Selasa, 14 Januari 2014

Hikmah dari dua buku Filsafat (Tahafut Al-Falasifah dan Tahafut At-Tahafut)

Ada yang tahu buku berjudul Tahafut Al-Falasifah dan Tahafut At-Tahafut? Ini adalah buku yang cukup langka. Buku yang berisi argumen-argumen dari dua tokoh besar Islam. Ada yang tahu?

Yap... Beliau berdua adalah Ibn Rusyd dan Al-Ghazali, dimana kala itu Al-Ghazali mengkritisi para filsuf dan dengan tokoh besar beda zaman Ibn Rusyd mengkritisi Al-Ghazali yang telah mengritisi para filsuf muslim sebelumnya. Pada tulisan ini aku tidak akan mengungkapkan semua yang ada dalam dua buku tersebut. Hal menarik yang ingin aku sampaikan adalah mereka saling berargumen melalui sebuah karya. Bukan berdebat, berhadap-hadapan dan saling mengalahkan. Mereka memberikan pelajaran berharga tentang pentingnya sebuah ilmu. Al-Ghazali mengkritisi para filsuf kala itu bukan tanpa sebab, hal menarik bagi saya adalah bahwa beliau tidak akan membahas panjang lebar sebuah ilmu ketika belum menguasainya. Ini artinya, beliau telah menguasai filsafat. Hal yang saya juga takjub adalah, Ibn Rusyd yang menjadi generasi penerus kejayaan Islam tak segan mengkritisi balik seniornya yang sebagaian ulama mengatakan bahwa puncak kejayaan ilmu pengetahuan Islam ada di masa Al-Ghazali. Karena ulama-ulama setelah beliau tidak banyak yang menghasilkan karya-karya besar seperti yang dilkukan oleh Al-Ghazali.

Sekali lagi aku tak akan menyampaikan banyak hal yang ada di sana. Tapi sebuah pelajaran berharga yang sekali lagi harusnya telah menampar kita semua. Karena kita telah terlalu lalai untuk mengutamakan ilmu. Yah... Ilmu yang sampai-sampai Imam Syafi'i rela berjalan bermil-mil dari Makkah ke Madinah untuk mencarinya, Umar bin Khatab rela bergiliran dengan tetangganya untuk mendengarkan wahyu atau hadits dari Nabi Muhammad Saw (Imam Bukhori meriwayatkan dalam Fatul Bari 167), dan kisah lain yang tentu seharusnya banyak yangkita tahu. Sekiranya itulah jeri payah para ulama terdahulu dalam mencari ilmu dan untuk diwariskan pada generasi setlah mereka, termasuk kita. Lalu apa yang akan kita wariskan pada generasi setelah kita? Aku sering mengutip teguran Allah pada hambanya dalam QS An-Nisa: 9.

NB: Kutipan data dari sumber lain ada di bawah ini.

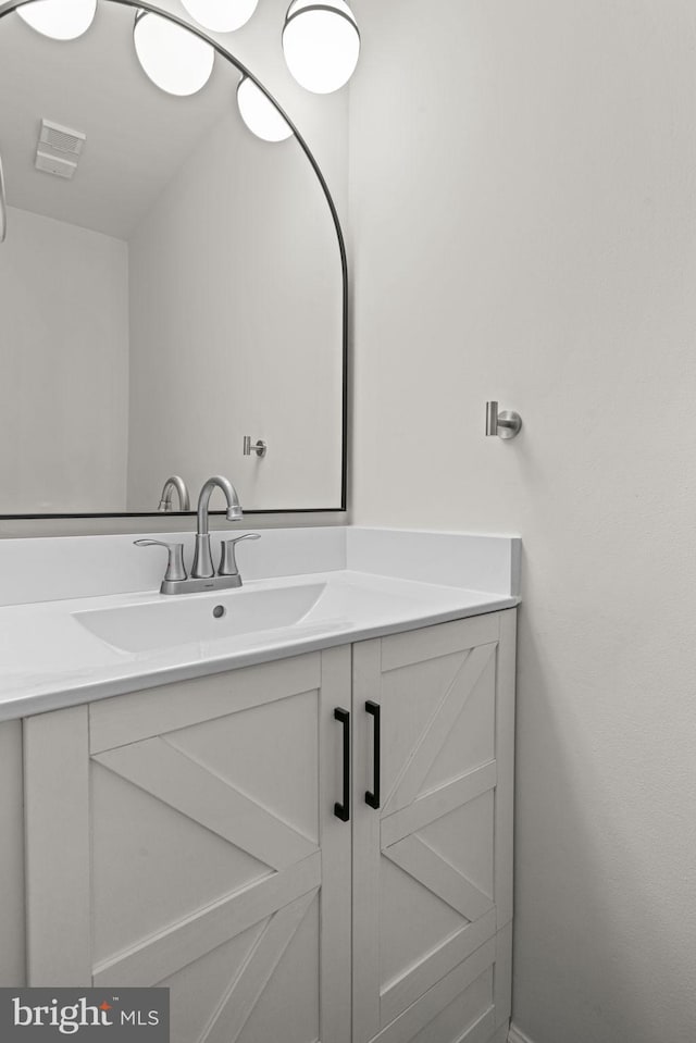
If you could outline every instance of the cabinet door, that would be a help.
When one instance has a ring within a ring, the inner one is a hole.
[[[473,1043],[507,1016],[513,634],[504,612],[353,646],[356,1043]]]
[[[172,1043],[348,1043],[349,697],[340,648],[29,720],[30,983],[169,986]]]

Hal lain yang ingin aku sampaikan adalah tentang adu argumen yang Ibn Rusyd dan Al-Ghazali lakukan. Mereka memberikan sebuah nasihat dan kritik bukan saja dengan sebuah kalimat yang keluar dari mulutnya, tetapi dengan sebuah penjelasan runtut berikut dalil dan itu semua mereka tulis hingga menjadi sebuah karya besar. Aku rasa tak banyak hari ini para ilmuan yang melakukan saling berargumen melalui sebuah karya. Bisa kita contoh mungkin para ilmuan seperti Darwin (yang meski aku sendiri tak sependapat dengan teorinya yang telah diajarkan di sekolah-sekolah) dengan Ilmuan muslim yang telah membantahnya, Harun Yahya tentu di zaman yang berbeda pula. Tapi satu hal yang sekali lagi menarik adalah tentang bantahannya dengan sebuah karya besar.

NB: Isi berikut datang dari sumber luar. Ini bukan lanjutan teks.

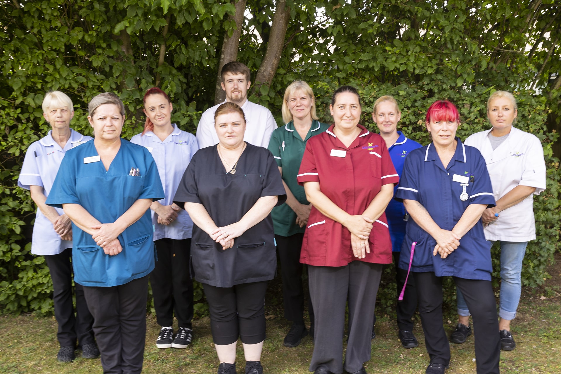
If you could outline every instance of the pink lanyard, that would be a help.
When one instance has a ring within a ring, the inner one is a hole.
[[[403,294],[405,293],[405,288],[407,285],[407,279],[409,279],[409,273],[411,271],[411,264],[413,263],[413,253],[415,252],[416,244],[417,244],[417,242],[413,242],[413,244],[411,244],[411,257],[409,259],[409,269],[407,269],[407,276],[405,277],[405,283],[403,284],[403,288],[402,289],[401,292],[399,293],[399,297],[397,299],[399,301],[403,299]]]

"Islam tanpa ilmu buta ilmu tanpa agama lumpuh" itulah sebuah kalimat singkat nan penuh makna yang Ali bin Abu Thalib sampaikan. Setidaknya aku kembali mengingatkan diri sendiri dan tentunya teman-teman yang membaca note ini. Agar kita beribadah berlandaskan ilmu, ilmu yang kita miliki juga berlandaskan Islam yang penuh rahmat ini. Semoga semakin bijak dan bertanggungjawab terhadap diri yang punya hak ini.